Not all performance metrics will be present for all jobs. If a column in the database is nullable then a null value is used to indicate that the corresponding metric was not present.

Examples

The example below shows how to categorize jobs solely based on the CPU User metric. The example will mark jobs with CPU User less than 20% as inefficient.

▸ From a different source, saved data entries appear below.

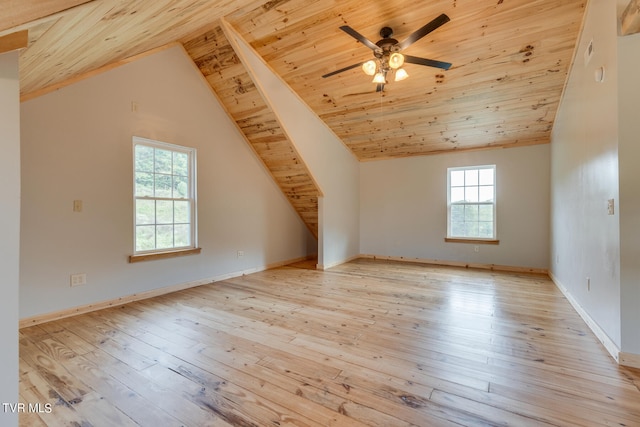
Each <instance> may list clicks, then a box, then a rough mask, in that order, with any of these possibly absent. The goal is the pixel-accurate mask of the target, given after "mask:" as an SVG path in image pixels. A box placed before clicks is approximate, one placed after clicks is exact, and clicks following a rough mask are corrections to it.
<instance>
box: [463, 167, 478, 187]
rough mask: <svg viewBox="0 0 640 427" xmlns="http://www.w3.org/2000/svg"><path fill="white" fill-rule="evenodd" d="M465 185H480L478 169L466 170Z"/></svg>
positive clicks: (465, 176) (465, 175)
mask: <svg viewBox="0 0 640 427" xmlns="http://www.w3.org/2000/svg"><path fill="white" fill-rule="evenodd" d="M464 185H478V169H468V170H466V171H464Z"/></svg>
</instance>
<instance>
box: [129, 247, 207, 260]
mask: <svg viewBox="0 0 640 427" xmlns="http://www.w3.org/2000/svg"><path fill="white" fill-rule="evenodd" d="M201 250H202V248H193V249H181V250H177V251H167V252H155V253H151V254H141V255H129V262H130V263H134V262H142V261H153V260H156V259H165V258H176V257H179V256H186V255H195V254H199V253H200V251H201Z"/></svg>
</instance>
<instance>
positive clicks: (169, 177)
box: [155, 175, 172, 197]
mask: <svg viewBox="0 0 640 427" xmlns="http://www.w3.org/2000/svg"><path fill="white" fill-rule="evenodd" d="M171 184H172V183H171V175H156V194H155V196H156V197H171Z"/></svg>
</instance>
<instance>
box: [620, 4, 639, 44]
mask: <svg viewBox="0 0 640 427" xmlns="http://www.w3.org/2000/svg"><path fill="white" fill-rule="evenodd" d="M620 20H621V23H620V33H621V35H623V36H629V35H631V34H636V33H638V32H640V0H631V1H630V2H629V4H628V5H627V8H626V9H625V10H624V12H622V17H621V18H620Z"/></svg>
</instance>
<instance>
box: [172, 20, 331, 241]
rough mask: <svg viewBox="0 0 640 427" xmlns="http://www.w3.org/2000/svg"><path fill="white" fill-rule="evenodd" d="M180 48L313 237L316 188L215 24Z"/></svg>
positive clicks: (224, 36)
mask: <svg viewBox="0 0 640 427" xmlns="http://www.w3.org/2000/svg"><path fill="white" fill-rule="evenodd" d="M184 47H185V49H186V51H187V52H188V53H189V55H190V56H191V58H192V59H193V60H194V62H195V63H196V65H197V66H198V68H199V69H200V71H201V72H202V74H203V75H204V76H205V78H206V79H207V81H208V82H209V84H210V85H211V88H212V89H213V90H214V92H215V93H216V94H217V95H218V98H219V99H220V101H221V103H222V104H223V105H224V107H225V109H226V111H227V113H228V114H229V115H230V116H231V118H232V119H233V120H234V121H235V122H236V125H237V126H238V128H239V129H240V131H241V132H242V133H243V134H244V135H245V137H246V139H247V142H248V143H249V144H250V145H251V147H252V148H253V150H254V151H255V153H256V154H257V155H258V157H260V158H261V159H262V161H263V163H264V165H265V166H266V167H267V169H269V172H270V173H271V175H272V176H273V178H274V179H275V181H276V183H277V184H278V186H279V187H280V189H281V190H282V192H283V193H284V194H285V195H286V196H287V198H288V199H289V202H290V203H291V205H292V206H293V208H294V209H295V210H296V212H298V215H300V217H301V219H302V220H303V222H304V223H305V224H306V225H307V228H308V229H309V231H310V232H311V234H313V235H314V236H315V237H316V238H317V237H318V195H319V189H318V187H317V186H316V184H315V182H314V181H313V178H312V177H311V174H310V173H309V170H308V169H307V167H306V165H305V164H304V162H303V161H302V160H301V158H300V156H299V155H298V153H297V151H296V149H295V146H294V145H293V144H292V143H291V140H289V138H288V137H287V135H286V134H285V133H284V132H283V130H282V127H281V126H280V125H279V123H278V121H277V120H276V115H275V113H274V112H273V110H272V109H271V108H270V107H269V106H268V105H267V104H266V103H265V101H264V100H263V99H262V96H261V95H260V93H259V92H258V90H257V88H256V86H255V84H254V83H253V81H252V80H251V77H250V76H249V74H248V73H247V71H246V69H245V68H244V66H243V65H242V63H241V62H240V60H239V58H238V56H237V55H236V53H235V52H234V51H233V48H232V47H231V44H230V43H229V40H228V39H227V38H226V37H225V35H224V33H223V31H222V29H221V28H220V26H216V27H215V28H213V29H212V30H210V31H207V32H205V33H203V34H200V35H198V36H197V37H193V38H190V39H189V40H186V41H185V42H184Z"/></svg>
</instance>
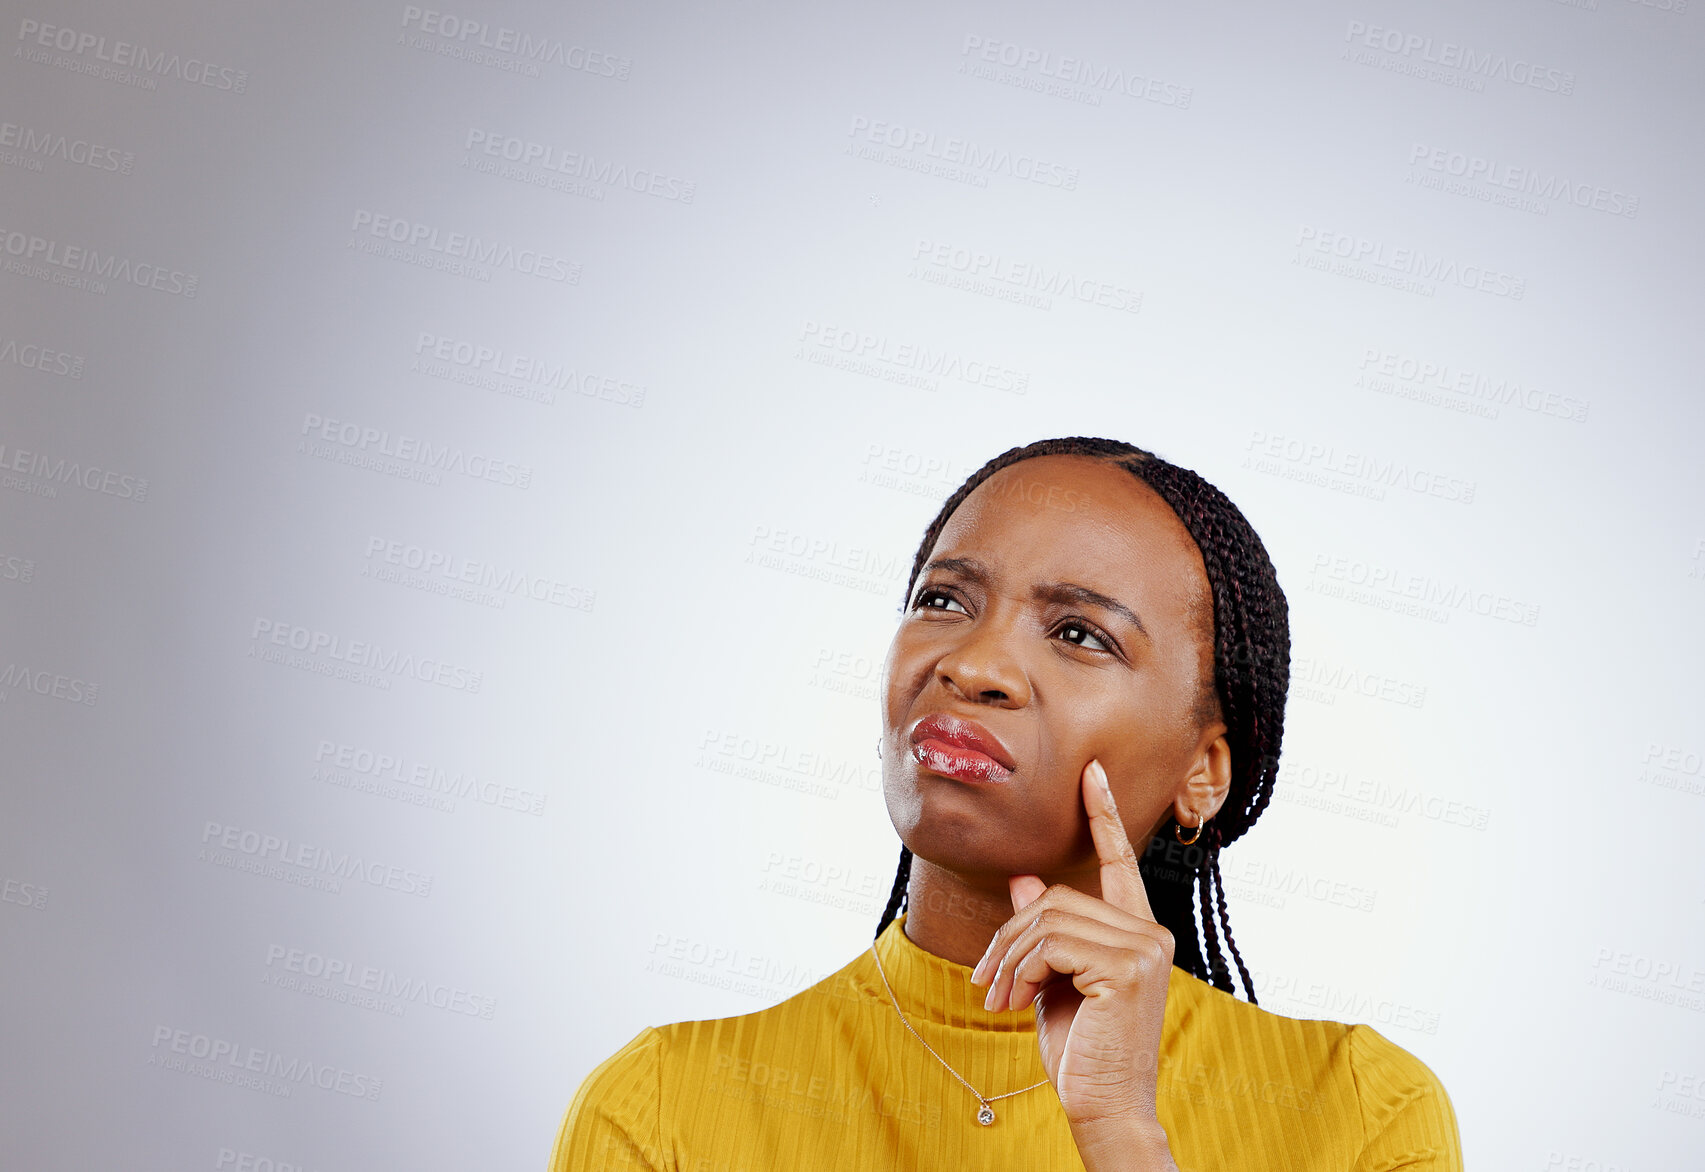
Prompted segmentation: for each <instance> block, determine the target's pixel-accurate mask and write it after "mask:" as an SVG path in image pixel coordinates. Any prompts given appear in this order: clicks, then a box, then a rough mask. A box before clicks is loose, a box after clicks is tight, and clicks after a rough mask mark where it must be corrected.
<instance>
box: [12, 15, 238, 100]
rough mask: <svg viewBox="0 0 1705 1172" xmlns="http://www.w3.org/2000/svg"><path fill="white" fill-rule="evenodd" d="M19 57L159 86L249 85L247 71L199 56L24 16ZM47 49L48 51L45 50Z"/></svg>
mask: <svg viewBox="0 0 1705 1172" xmlns="http://www.w3.org/2000/svg"><path fill="white" fill-rule="evenodd" d="M17 39H19V44H20V48H19V49H17V53H15V55H17V56H22V58H24V60H26V61H34V63H38V65H53V67H56V68H63V70H70V72H72V73H87V75H90V77H99V78H102V80H109V82H121V84H124V85H135V87H136V89H148V90H152V89H159V78H162V77H164V78H172V80H179V82H184V84H188V85H199V87H206V89H213V90H227V92H230V94H242V92H246V90H247V89H249V70H239V68H232V67H228V65H215V63H213V61H206V60H203V58H199V56H184V55H182V53H170V51H167V49H150V48H148V46H145V44H133V43H130V41H109V39H107V38H104V36H99V34H94V32H80V31H77V29H70V27H66V26H63V24H43V22H41V20H31V19H29V17H24V19H22V20H19V26H17ZM49 49H51V53H49Z"/></svg>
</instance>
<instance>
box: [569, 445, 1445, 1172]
mask: <svg viewBox="0 0 1705 1172" xmlns="http://www.w3.org/2000/svg"><path fill="white" fill-rule="evenodd" d="M1287 679H1289V624H1287V609H1286V599H1284V594H1282V590H1280V589H1279V583H1277V580H1275V577H1274V570H1272V563H1270V561H1269V558H1267V551H1265V549H1263V548H1262V542H1260V539H1258V537H1257V536H1255V532H1253V531H1251V529H1250V525H1248V522H1246V520H1245V519H1243V515H1241V513H1240V512H1238V508H1236V507H1234V505H1233V503H1231V502H1229V500H1226V496H1224V495H1222V493H1221V491H1219V490H1216V488H1214V486H1212V484H1209V483H1205V481H1204V479H1202V478H1199V476H1195V474H1193V473H1190V471H1187V469H1182V467H1175V466H1173V464H1168V462H1165V461H1161V459H1158V457H1154V455H1151V454H1147V452H1142V450H1141V449H1136V447H1130V445H1129V444H1117V442H1112V440H1095V438H1066V440H1045V442H1040V444H1032V445H1028V447H1021V449H1013V450H1009V452H1006V454H1003V455H999V457H996V459H994V461H991V462H989V464H985V466H984V467H982V469H979V471H977V473H975V474H974V476H972V478H970V479H968V481H967V483H965V484H963V486H962V488H960V490H958V491H957V493H955V495H953V496H951V498H948V502H946V505H943V508H941V513H939V515H938V517H936V520H934V522H933V524H931V525H929V529H928V531H926V534H924V541H922V544H921V546H919V551H917V558H916V561H914V566H912V578H910V582H909V583H907V609H905V614H904V618H902V621H900V626H899V631H897V633H895V636H893V645H892V648H890V652H888V660H887V665H885V711H883V737H881V759H883V786H885V797H887V804H888V814H890V817H892V819H893V826H895V829H897V831H899V834H900V839H902V843H904V844H905V848H904V850H902V853H900V870H899V875H897V877H895V885H893V897H892V899H890V902H888V909H887V913H885V914H883V921H881V925H880V926H878V937H876V942H875V945H873V947H871V950H868V952H864V954H863V955H859V957H858V959H854V960H853V962H851V964H847V966H846V967H844V969H841V971H839V972H835V974H834V976H830V978H827V979H824V981H820V983H818V984H815V986H812V988H808V989H805V991H801V993H800V995H796V996H793V998H789V1000H786V1001H783V1003H781V1005H776V1007H772V1008H769V1010H762V1012H757V1013H748V1015H743V1017H733V1018H723V1020H716V1022H684V1024H679V1025H668V1027H663V1029H648V1030H644V1032H641V1034H639V1037H636V1039H634V1041H633V1042H629V1044H627V1046H626V1047H622V1049H621V1051H619V1053H617V1054H616V1056H612V1058H610V1059H607V1061H605V1063H604V1065H602V1066H598V1068H597V1070H595V1071H593V1073H592V1075H590V1076H588V1078H587V1082H585V1083H583V1085H581V1088H580V1094H578V1095H576V1097H575V1102H573V1105H571V1107H569V1111H568V1117H566V1119H564V1123H563V1131H561V1136H559V1140H558V1145H556V1153H554V1157H552V1169H554V1172H580V1170H581V1169H614V1167H627V1169H680V1170H682V1172H687V1170H699V1169H704V1170H711V1169H714V1170H718V1172H723V1170H743V1172H755V1170H757V1169H829V1167H846V1169H902V1167H904V1169H922V1167H929V1169H1078V1167H1084V1169H1095V1170H1101V1169H1202V1170H1207V1169H1214V1170H1216V1172H1224V1170H1229V1169H1306V1170H1315V1169H1321V1170H1325V1169H1335V1170H1349V1169H1354V1170H1357V1172H1373V1170H1376V1169H1427V1170H1446V1169H1449V1170H1456V1169H1459V1167H1461V1153H1459V1141H1458V1136H1456V1119H1454V1114H1453V1111H1451V1104H1449V1099H1448V1097H1446V1094H1444V1088H1442V1087H1441V1085H1439V1082H1437V1080H1436V1078H1434V1076H1432V1073H1430V1071H1429V1070H1427V1068H1425V1066H1424V1065H1422V1063H1420V1061H1417V1059H1415V1058H1413V1056H1410V1054H1408V1053H1405V1051H1403V1049H1400V1047H1396V1046H1395V1044H1391V1042H1388V1041H1386V1039H1384V1037H1381V1036H1379V1034H1378V1032H1374V1030H1373V1029H1369V1027H1366V1025H1340V1024H1335V1022H1301V1020H1291V1018H1284V1017H1277V1015H1274V1013H1269V1012H1265V1010H1260V1008H1257V1007H1255V1003H1253V991H1251V988H1250V974H1248V969H1246V967H1245V964H1243V959H1241V957H1240V954H1238V949H1236V943H1234V942H1233V938H1231V925H1229V921H1228V916H1226V901H1224V892H1222V889H1221V884H1219V850H1221V848H1222V846H1226V844H1228V843H1231V841H1233V839H1236V838H1238V836H1240V834H1243V833H1245V831H1246V829H1248V827H1250V826H1251V824H1253V822H1255V819H1257V817H1258V815H1260V812H1262V809H1265V805H1267V798H1269V797H1270V795H1272V786H1274V778H1275V773H1277V764H1279V742H1280V735H1282V727H1284V698H1286V684H1287ZM1132 843H1139V844H1142V856H1141V858H1139V855H1137V851H1136V850H1134V848H1132ZM1192 896H1195V899H1192ZM1192 902H1197V904H1199V906H1200V913H1202V914H1200V937H1199V930H1197V918H1195V911H1193V908H1192ZM902 908H904V913H902ZM1221 937H1224V949H1226V950H1229V954H1231V960H1233V962H1234V964H1236V969H1238V976H1240V978H1241V984H1243V991H1245V996H1248V1000H1246V1001H1240V1000H1236V998H1234V996H1231V993H1233V981H1231V971H1229V967H1228V964H1226V959H1224V952H1222V949H1221Z"/></svg>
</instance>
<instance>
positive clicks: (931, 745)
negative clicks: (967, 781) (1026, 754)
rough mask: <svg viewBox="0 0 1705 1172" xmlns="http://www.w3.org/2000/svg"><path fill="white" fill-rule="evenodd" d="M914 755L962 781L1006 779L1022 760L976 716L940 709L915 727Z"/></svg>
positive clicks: (923, 767) (913, 730) (912, 737)
mask: <svg viewBox="0 0 1705 1172" xmlns="http://www.w3.org/2000/svg"><path fill="white" fill-rule="evenodd" d="M912 759H914V761H917V764H921V766H922V768H926V769H929V771H931V773H939V775H941V776H945V778H955V780H958V781H1006V780H1008V778H1009V776H1013V769H1016V768H1018V763H1016V761H1013V754H1011V752H1008V749H1006V746H1003V744H1001V739H999V737H996V735H994V734H992V732H989V730H987V728H984V727H982V725H979V723H977V722H975V720H965V718H962V717H950V715H946V713H936V715H933V717H924V718H922V720H919V722H917V725H914V727H912Z"/></svg>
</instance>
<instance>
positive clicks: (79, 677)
mask: <svg viewBox="0 0 1705 1172" xmlns="http://www.w3.org/2000/svg"><path fill="white" fill-rule="evenodd" d="M12 689H17V691H22V693H31V694H34V696H51V698H53V699H63V701H65V703H68V705H87V706H90V708H92V706H94V703H95V699H99V696H101V684H94V682H90V681H87V679H80V677H78V676H66V674H65V672H51V670H46V669H41V667H31V665H29V664H19V662H17V660H14V662H9V664H7V665H5V667H3V669H0V699H7V698H9V696H10V694H12Z"/></svg>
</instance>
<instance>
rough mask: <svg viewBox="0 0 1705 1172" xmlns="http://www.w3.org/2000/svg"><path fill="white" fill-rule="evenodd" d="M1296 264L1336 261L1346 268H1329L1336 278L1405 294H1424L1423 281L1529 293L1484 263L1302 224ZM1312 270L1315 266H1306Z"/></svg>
mask: <svg viewBox="0 0 1705 1172" xmlns="http://www.w3.org/2000/svg"><path fill="white" fill-rule="evenodd" d="M1296 252H1298V263H1304V259H1306V258H1313V259H1320V261H1326V263H1330V261H1338V263H1342V264H1344V266H1345V268H1344V270H1342V271H1338V270H1332V271H1333V273H1337V275H1340V276H1357V278H1361V280H1367V281H1373V283H1378V285H1393V287H1398V288H1405V290H1407V292H1425V293H1427V295H1430V290H1429V288H1427V285H1425V281H1436V283H1439V285H1456V287H1458V288H1466V290H1471V292H1477V293H1490V295H1492V297H1509V299H1511V300H1521V299H1523V297H1526V295H1528V281H1526V278H1521V276H1514V275H1511V273H1504V271H1500V270H1495V268H1487V266H1485V264H1466V263H1463V261H1458V259H1454V258H1448V256H1439V254H1437V252H1427V251H1424V249H1415V247H1393V246H1388V244H1386V242H1384V241H1369V239H1367V237H1362V235H1355V234H1350V232H1332V230H1328V229H1318V227H1313V225H1309V223H1304V225H1301V227H1299V229H1298V232H1296ZM1309 268H1316V266H1309Z"/></svg>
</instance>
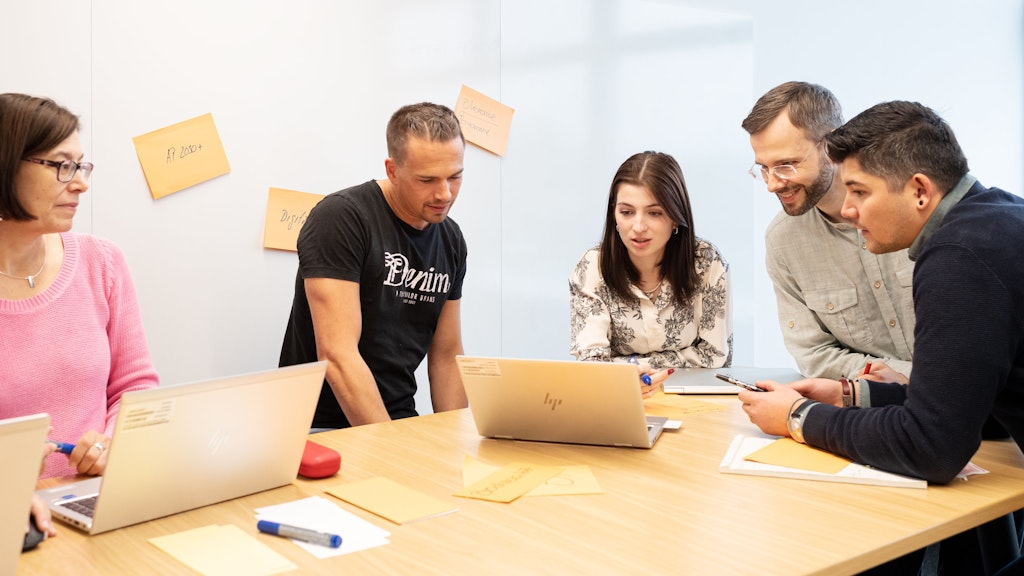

-- ----------------------------------------------------------------------------
-- Categorize jobs based only on the value of CPU User with a threshold
-- of 20% (i.e. a ratio of 0.2)
-- ----------------------------------------------------------------------------
CASE
    WHEN cpu_user IS NULL THEN
        -1
    WHEN cpu_user < 0.2 THEN
        2
    ELSE
        1
END

The example below shows how to use different criteria based on the other accounting information about the job. In this case, if the job ran on a partition with a name that starts with ‘gpu’ then the job’s efficiency is determined based on the GPU usage. Otherwise the CPU usage is used. In both cases a 10% (ratio of 0.1) threshold is used. The job’s partition (also known as the queue) is stored as text in the queue_id column.

CASE
    WHEN
        queue_id LIKE 'gpu%'
    THEN
        CASE
            WHEN gpu0_nv_utilization IS NULL THEN - 1
            WHEN gpu0_nv_utilization < 0.1 THEN 1
            ELSE 2
        END
    ELSE
        CASE
            WHEN cpu_user IS NULL THEN - 1
            WHEN cpu_user < 0.1 THEN 1
            ELSE 2
        END
END

Reprocessing existing jobs.

If the sql definition is updated then all new jobs will be categoried with the new definition. Existing data that has already been ingested into Open XDMoD will not automatically be reprocessed. All jobs can be reprocessed by running the following command:

/usr/share/xdmod/tools/etl/etl_overseer.php --last-modified-start-date 2000-01-01 -p jobefficiency.aggregation -p jobefficiency.joblist

This will reaggregate all job efficiency data.